Pourquoi l’Europe rappelle l’Italie à l’ordre

Plusieurs points critiques sont dans le viseur :

  • contrôles insuffisants sur les systèmes domestiques (les canalisations des bâtiments) ;
  • manque d’informations à destination des personnes les plus vulnérables sur l’accès à l’eau ;
  • absence de limites claires pour certaines substances nocives issues des pesticides ;
  • recours excessif aux dérogations et aux reports concernant les obligations prévues.

En somme, la réglementation existe, mais elle n’est pas appliquée de manière efficace et complète.

Microplastiques et perturbateurs endocriniens : les nouveaux risques

La révision de la directive n’est pas un simple détail technique : elle introduit pour la première fois une attention concrète aux “polluants émergents”. Il s’agit de substances telles que :

  • les microplastiques ;
  • les perturbateurs endocriniens ;
  • les résidus chimiques pas encore pleinement encadrés.

Des éléments susceptibles d’avoir des effets sur la santé humaine et sur l’environnement, qui nécessiteraient d’un suivi plus rigoureux et actualisé.

Et ce n’est pas un épisode isolé : dès le mois de janvier, l’Italie avait déjà fait l’objet d’une procédure pour mauvaise application de la directive-cadre sur l’eau, qui concerne la gestion globale des rivières, lacs et nappes phréatiques.

Dans ce cas précis, les points critiques portaient sur :

  • des autorisations de prélèvement non actualisées ;
  • des contrôles insuffisants ;
  • un risque de surexploitation des ressources hydriques.
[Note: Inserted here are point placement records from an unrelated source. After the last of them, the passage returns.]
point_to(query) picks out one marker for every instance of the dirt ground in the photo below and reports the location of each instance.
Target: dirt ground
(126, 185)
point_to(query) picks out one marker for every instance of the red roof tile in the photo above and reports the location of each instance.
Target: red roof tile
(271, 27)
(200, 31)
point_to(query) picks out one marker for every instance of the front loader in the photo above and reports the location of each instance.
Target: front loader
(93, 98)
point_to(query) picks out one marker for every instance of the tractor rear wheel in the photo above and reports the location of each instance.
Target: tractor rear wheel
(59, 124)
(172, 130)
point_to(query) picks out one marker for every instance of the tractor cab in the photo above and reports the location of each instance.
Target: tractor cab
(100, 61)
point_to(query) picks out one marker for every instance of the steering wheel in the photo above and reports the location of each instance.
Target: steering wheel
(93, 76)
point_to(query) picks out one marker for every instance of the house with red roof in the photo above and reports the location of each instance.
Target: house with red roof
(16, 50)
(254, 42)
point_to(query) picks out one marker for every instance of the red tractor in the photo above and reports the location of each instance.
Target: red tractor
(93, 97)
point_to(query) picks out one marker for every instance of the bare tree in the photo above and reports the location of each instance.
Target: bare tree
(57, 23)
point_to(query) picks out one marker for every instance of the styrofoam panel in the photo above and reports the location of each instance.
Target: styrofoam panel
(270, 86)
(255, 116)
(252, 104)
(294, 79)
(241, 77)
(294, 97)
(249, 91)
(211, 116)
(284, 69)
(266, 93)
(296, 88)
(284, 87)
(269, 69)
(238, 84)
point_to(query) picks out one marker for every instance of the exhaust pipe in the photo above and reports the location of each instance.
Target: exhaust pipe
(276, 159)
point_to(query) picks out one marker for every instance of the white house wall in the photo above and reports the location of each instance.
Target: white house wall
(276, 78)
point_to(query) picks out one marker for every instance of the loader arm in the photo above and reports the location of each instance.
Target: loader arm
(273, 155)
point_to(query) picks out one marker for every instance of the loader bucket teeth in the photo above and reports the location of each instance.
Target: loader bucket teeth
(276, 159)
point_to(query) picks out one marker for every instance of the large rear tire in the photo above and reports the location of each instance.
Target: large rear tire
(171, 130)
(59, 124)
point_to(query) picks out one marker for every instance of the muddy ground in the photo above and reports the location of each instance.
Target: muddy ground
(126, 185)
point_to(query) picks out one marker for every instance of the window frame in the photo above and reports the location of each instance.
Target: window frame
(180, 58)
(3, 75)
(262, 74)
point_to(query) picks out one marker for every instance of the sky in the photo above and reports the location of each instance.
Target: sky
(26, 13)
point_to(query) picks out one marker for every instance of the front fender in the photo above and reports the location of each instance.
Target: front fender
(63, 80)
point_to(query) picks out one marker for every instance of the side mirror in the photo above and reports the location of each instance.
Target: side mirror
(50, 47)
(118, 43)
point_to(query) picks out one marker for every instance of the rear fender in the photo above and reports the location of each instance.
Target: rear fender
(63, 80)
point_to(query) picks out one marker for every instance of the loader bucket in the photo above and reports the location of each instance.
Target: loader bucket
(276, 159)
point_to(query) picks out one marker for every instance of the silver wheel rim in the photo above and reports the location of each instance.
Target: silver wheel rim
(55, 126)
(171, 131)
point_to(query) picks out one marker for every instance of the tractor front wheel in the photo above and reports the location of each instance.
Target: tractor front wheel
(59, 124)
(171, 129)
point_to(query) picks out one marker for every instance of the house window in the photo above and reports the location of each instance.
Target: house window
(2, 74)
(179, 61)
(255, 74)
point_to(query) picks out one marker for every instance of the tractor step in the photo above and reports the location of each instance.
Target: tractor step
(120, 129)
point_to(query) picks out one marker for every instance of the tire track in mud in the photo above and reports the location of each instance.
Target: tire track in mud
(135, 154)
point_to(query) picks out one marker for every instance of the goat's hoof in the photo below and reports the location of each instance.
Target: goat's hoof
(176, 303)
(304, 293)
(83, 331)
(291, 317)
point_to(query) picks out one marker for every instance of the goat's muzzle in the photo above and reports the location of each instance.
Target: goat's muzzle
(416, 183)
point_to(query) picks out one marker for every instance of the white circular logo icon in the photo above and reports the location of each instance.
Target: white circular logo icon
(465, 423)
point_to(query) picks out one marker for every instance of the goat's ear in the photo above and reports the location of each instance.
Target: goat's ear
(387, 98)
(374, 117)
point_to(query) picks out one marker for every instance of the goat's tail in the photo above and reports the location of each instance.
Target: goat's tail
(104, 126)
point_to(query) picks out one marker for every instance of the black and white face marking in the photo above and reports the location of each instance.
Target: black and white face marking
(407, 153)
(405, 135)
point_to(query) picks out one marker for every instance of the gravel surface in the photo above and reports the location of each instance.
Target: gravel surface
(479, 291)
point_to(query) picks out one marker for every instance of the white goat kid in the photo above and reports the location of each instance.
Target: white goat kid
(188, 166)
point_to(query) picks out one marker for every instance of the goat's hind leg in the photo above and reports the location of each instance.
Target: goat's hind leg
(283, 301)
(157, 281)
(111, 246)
Ce qu’il se passe maintenant

Le gouvernement dispose désormais de deux mois pour répondre à la Commission. Si les explications ne sont pas jugées suffisantes, la procédure suivra son cours :

  • émission d’un avis motivé de la part de l’UE ;
  • demande formelle de mise en conformité ;
  • recours éventuel devant la Cour de justice de l’Union européenne.

Avec, à la clé, un risque de sanctions financières.

Pourquoi cela nous concerne toutes et tous

Parce qu’il est ici question de :

  • la qualité de l’eau que nous buvons chaque jour ;
  • la protection de la santé publique ;
  • la préservation des écosystèmes ;
  • la gestion durable d’une ressource de plus en plus rare.

Dans un contexte marqué par la crise climatique, la sécheresse et la surconsommation, l’eau devient un enjeu central – et les règles européennes sont précisément là pour éviter qu’elle ne soit gérée de manière inefficace ou risquée.